Un jeune homme plein d'images romantiques stéréotypées, hésitant, soumis encore à sa mère et pourtant attentif au pragmatisme de son ami et peut-être prêt désormais à suivre ses conseils : voilà l'état d'esprit de Frédéric dans cette scène capitale malgré son apparente banalité.

Dans cet épisode des brèves retrouvailles entre Frédéric Moreau et Charles Deslauriers, Flaubert confronte deux tendances opposées de la jeunesse de 1840 mais qui doivent s'arranger avec la société de classes, d'argent et d'influences de la Monarchie de juillet. Cette jeunesse qui rêve de refaire la Révolution comme Deslauriers ou qui voudrait se consacrer à l'art et à l'amour comme Moreau est désenchantée.
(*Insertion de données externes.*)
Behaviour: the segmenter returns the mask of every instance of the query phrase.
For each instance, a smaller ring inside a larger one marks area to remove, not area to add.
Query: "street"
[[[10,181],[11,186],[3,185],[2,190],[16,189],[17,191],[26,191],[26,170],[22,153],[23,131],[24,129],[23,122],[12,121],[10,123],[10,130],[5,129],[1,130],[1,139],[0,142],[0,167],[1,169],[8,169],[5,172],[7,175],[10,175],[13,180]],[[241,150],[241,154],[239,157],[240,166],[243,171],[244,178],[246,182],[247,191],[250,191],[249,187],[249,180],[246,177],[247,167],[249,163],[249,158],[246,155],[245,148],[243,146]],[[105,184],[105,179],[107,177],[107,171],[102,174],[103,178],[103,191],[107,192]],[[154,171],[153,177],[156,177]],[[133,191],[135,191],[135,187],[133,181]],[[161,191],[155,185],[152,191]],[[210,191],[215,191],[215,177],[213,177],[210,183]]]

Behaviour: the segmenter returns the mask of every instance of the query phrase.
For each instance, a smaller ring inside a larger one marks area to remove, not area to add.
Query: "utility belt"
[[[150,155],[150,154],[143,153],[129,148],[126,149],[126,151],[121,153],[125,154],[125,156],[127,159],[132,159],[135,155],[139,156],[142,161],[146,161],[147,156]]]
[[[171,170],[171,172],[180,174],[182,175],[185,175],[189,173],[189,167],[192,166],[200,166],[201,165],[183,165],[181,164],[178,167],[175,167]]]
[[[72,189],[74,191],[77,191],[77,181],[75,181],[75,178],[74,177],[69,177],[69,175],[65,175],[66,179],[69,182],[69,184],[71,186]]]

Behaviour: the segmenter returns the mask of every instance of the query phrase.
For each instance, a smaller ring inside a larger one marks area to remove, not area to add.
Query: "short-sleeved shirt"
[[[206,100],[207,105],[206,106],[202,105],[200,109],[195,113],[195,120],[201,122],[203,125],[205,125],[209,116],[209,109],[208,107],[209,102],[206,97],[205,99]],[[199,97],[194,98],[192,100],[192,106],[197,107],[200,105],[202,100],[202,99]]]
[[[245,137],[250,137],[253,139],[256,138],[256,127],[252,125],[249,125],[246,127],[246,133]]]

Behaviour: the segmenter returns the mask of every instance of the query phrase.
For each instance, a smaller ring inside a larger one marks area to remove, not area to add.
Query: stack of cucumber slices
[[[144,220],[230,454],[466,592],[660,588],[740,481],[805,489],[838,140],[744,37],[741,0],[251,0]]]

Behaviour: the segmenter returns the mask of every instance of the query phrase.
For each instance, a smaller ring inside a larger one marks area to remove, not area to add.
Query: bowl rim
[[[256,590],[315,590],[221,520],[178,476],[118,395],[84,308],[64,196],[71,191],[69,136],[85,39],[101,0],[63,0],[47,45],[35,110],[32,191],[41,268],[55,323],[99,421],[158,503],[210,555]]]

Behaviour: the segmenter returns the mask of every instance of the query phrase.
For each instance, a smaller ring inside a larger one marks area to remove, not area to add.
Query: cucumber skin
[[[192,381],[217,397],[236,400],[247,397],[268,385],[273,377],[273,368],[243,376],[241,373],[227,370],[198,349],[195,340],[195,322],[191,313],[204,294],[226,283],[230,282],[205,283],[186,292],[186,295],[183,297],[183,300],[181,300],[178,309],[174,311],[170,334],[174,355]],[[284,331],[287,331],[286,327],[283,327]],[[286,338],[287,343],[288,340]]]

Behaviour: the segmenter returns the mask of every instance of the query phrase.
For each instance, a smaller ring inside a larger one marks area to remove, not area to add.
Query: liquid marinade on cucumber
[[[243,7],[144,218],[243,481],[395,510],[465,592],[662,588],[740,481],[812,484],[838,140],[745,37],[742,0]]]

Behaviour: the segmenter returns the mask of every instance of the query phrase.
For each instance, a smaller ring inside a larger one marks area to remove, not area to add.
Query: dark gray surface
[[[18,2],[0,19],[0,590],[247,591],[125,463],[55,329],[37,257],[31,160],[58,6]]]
La province est médiocre, curieuse, pleine de préjugés et vit en vase clos. Paris est une promesse d'avenir mais il faut pour y réussir abandonner ses idéaux de pureté, il faut intriguer, s'infiltrer. Paris, lieu de perdition ou de salut ? C'est déjà le défi que lançaient Rastignac ou Julien Sorel. Certains ont réussi, d'autres ont été anéantis. Quel sera donc le sort de Charles et Frédéric ? En tout cas, leur amitié demeurera indéfectible et c'est sans doute la seule valeur sûre dans cette société corrompue.